The record of racial history in the early issues of The Crisis presages our present crises in a way that speaks to the speculative nature of literary production. We might even consider The Crisis as a dystopic form of Afrofuturism were it not for its insistence on social realism. In February 2020, for instance, the House passed the Emmitt Till Antilynching Act (H.R. 35) and sent it to the Senate with a margin of 410 to 4. In June, however, the Kentucky senator Rand Paul effectively stalled the passage of the act into law for characteristically vapid reasons, claiming that the bill took lynching too lightly. The act remains in limbo despite the sustained, overwhelming mobilizations of people in protest of the George Floyd, Breonna Taylor, and Ahmaud Arbery killings, to name only a few of the victims of targeted racial violence.
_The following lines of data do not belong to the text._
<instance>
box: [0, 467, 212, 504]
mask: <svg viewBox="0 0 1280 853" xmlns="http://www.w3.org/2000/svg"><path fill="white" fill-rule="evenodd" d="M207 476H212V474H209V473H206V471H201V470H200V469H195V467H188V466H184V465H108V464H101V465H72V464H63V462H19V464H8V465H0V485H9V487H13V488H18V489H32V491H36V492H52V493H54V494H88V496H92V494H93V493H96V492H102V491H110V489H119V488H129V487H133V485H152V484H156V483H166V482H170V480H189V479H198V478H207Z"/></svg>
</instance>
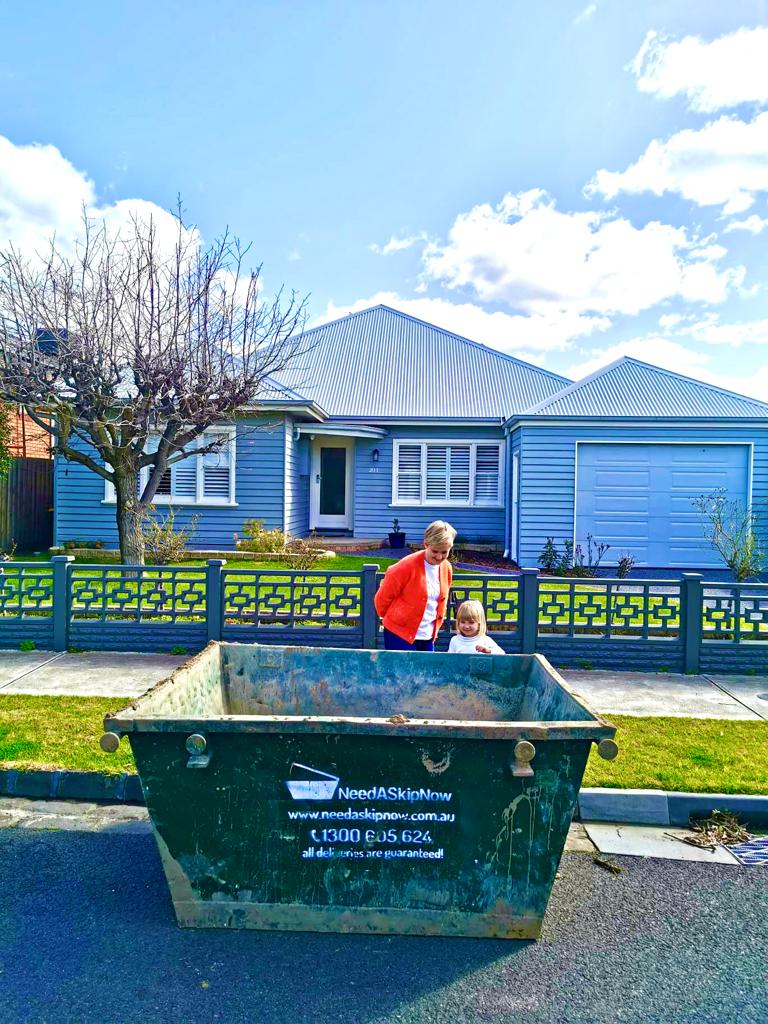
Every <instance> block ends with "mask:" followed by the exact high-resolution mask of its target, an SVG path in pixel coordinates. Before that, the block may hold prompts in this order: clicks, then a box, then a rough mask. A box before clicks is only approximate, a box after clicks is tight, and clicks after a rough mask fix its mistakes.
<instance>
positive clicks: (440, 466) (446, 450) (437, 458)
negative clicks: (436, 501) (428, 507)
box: [427, 444, 449, 502]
Paul added insult to injury by blocking the bill on the same day as a George Floyd memorial service (Smith). While the Senate's inaction on the act is frustrating in the light of our political climate, the antilynching bill has in fact been stalled for more than a century. Johnson notes in his January 1921 NAACP dispatch the importance of securing the votes to pass the 1918 antilynching law, which was stalled on the Senate floor by southern senators. In its “Crime” section, The Crisis recorded five lynchings in October and November 1920, and writing only six months before the Tulsa race massacre, Johnson predicts, “As long as no one is ever punished by the state for lynching, which has been the case for over thirty years of lynching in the South, so long lynching will continue. Today any white man of the South can kill any Negro with the perfect assurance that the state will never mete out punishment to him” (119).
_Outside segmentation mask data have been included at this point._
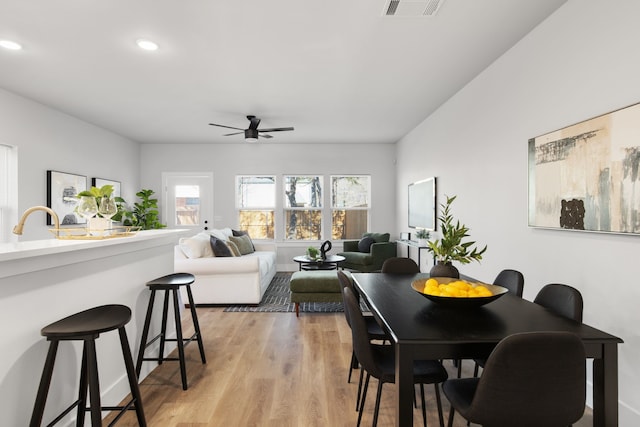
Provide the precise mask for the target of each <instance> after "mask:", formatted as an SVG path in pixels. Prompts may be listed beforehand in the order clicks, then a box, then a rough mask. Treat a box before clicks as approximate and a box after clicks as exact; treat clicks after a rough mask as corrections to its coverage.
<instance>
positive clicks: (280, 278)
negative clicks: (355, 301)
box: [224, 272, 344, 313]
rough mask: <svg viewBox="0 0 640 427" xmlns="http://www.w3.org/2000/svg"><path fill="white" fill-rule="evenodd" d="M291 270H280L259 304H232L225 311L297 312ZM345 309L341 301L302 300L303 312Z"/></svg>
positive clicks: (300, 304)
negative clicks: (337, 301) (295, 311)
mask: <svg viewBox="0 0 640 427" xmlns="http://www.w3.org/2000/svg"><path fill="white" fill-rule="evenodd" d="M291 274H292V273H291V272H278V273H276V275H275V277H274V278H273V280H272V281H271V283H270V284H269V287H268V288H267V290H266V292H265V293H264V296H263V297H262V301H260V304H258V305H257V306H251V305H230V306H228V307H227V308H225V309H224V311H225V312H254V313H289V312H295V311H296V309H295V304H294V303H292V302H291V299H290V294H289V280H290V279H291ZM342 311H344V309H343V307H342V303H341V302H301V303H300V312H301V313H337V312H342Z"/></svg>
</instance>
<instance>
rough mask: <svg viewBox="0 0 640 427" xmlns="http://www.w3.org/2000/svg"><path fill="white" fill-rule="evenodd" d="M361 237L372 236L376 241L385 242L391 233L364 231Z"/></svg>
mask: <svg viewBox="0 0 640 427" xmlns="http://www.w3.org/2000/svg"><path fill="white" fill-rule="evenodd" d="M362 237H372V238H373V240H375V241H376V243H385V242H388V241H389V238H390V237H391V234H389V233H364V234H363V235H362Z"/></svg>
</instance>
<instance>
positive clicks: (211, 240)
mask: <svg viewBox="0 0 640 427" xmlns="http://www.w3.org/2000/svg"><path fill="white" fill-rule="evenodd" d="M209 243H210V244H211V249H212V250H213V254H214V255H215V256H222V257H224V256H233V254H232V253H231V250H230V249H229V247H228V246H227V245H226V243H224V240H220V239H218V238H217V237H214V236H211V238H210V239H209Z"/></svg>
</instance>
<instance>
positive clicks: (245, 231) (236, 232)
mask: <svg viewBox="0 0 640 427" xmlns="http://www.w3.org/2000/svg"><path fill="white" fill-rule="evenodd" d="M231 233H233V235H234V236H235V237H238V236H247V237H248V238H249V240H250V241H251V247H252V248H253V250H254V251H255V250H256V247H255V245H254V244H253V240H251V236H249V232H248V231H245V230H231Z"/></svg>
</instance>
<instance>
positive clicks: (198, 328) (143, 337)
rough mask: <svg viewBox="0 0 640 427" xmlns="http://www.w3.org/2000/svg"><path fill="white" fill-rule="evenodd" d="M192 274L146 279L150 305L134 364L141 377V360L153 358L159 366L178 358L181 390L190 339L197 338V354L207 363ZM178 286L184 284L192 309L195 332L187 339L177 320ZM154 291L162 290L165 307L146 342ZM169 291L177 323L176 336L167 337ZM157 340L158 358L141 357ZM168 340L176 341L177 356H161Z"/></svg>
mask: <svg viewBox="0 0 640 427" xmlns="http://www.w3.org/2000/svg"><path fill="white" fill-rule="evenodd" d="M195 280H196V279H195V276H194V275H193V274H189V273H173V274H168V275H166V276H162V277H159V278H157V279H154V280H152V281H150V282H147V286H148V287H149V289H150V290H151V297H150V298H149V307H148V308H147V317H146V319H145V321H144V328H143V330H142V339H141V342H140V349H139V350H138V361H137V363H136V375H138V377H139V376H140V370H141V369H142V362H143V361H152V360H155V361H157V362H158V364H159V365H162V362H164V361H165V360H167V361H179V362H180V374H181V376H182V389H183V390H186V389H187V368H186V365H185V358H184V347H185V345H186V344H189V343H190V342H191V341H193V340H194V339H196V340H197V341H198V347H199V348H200V357H201V358H202V363H207V360H206V358H205V355H204V345H203V344H202V335H201V334H200V325H199V324H198V315H197V313H196V306H195V304H194V302H193V295H192V294H191V284H192V283H193V282H194V281H195ZM180 286H186V290H187V296H188V297H189V307H190V309H191V319H192V320H193V328H194V329H195V332H194V334H193V335H192V336H191V337H190V338H183V337H182V323H181V322H180V303H179V300H178V292H179V291H180ZM157 291H165V294H164V307H163V310H162V329H161V331H160V333H159V334H158V335H156V336H155V337H154V338H153V339H151V340H150V341H148V339H147V338H148V335H149V325H150V323H151V315H152V313H153V302H154V300H155V297H156V292H157ZM169 291H172V293H173V314H174V317H175V323H176V338H175V339H169V338H167V337H166V333H167V312H168V311H169ZM158 338H159V339H160V349H159V351H158V357H144V352H145V350H146V348H147V347H149V346H150V345H151V344H152V343H154V342H155V341H157V340H158ZM167 341H176V343H177V344H178V357H177V358H176V357H164V344H165V342H167Z"/></svg>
If the study of English cannot lead us to realize the reality of this fact and guide students and scholars to change it, then the discipline has reached its end. After all, what good are movements and periodizations in the light of the long-haul systemic racial violence that persists relatively unchanged, and why are we so wedded to categories of literary history and value that often elide the expressive forms, genres, and archives of peoples of color? How do the institutions of anthologies, despite their best efforts, reinforce such structures of value through selections that affirm literary merit by removing pieces from their social context? And at what point do we let a traditional field go off the books rather than keep it on life support out of habit? These are the structural categories that fall largely within our reach to topple or change if we're brave or willing to do the work, because as The Crisis teaches us, the toxic history of race does not repeat, it remains.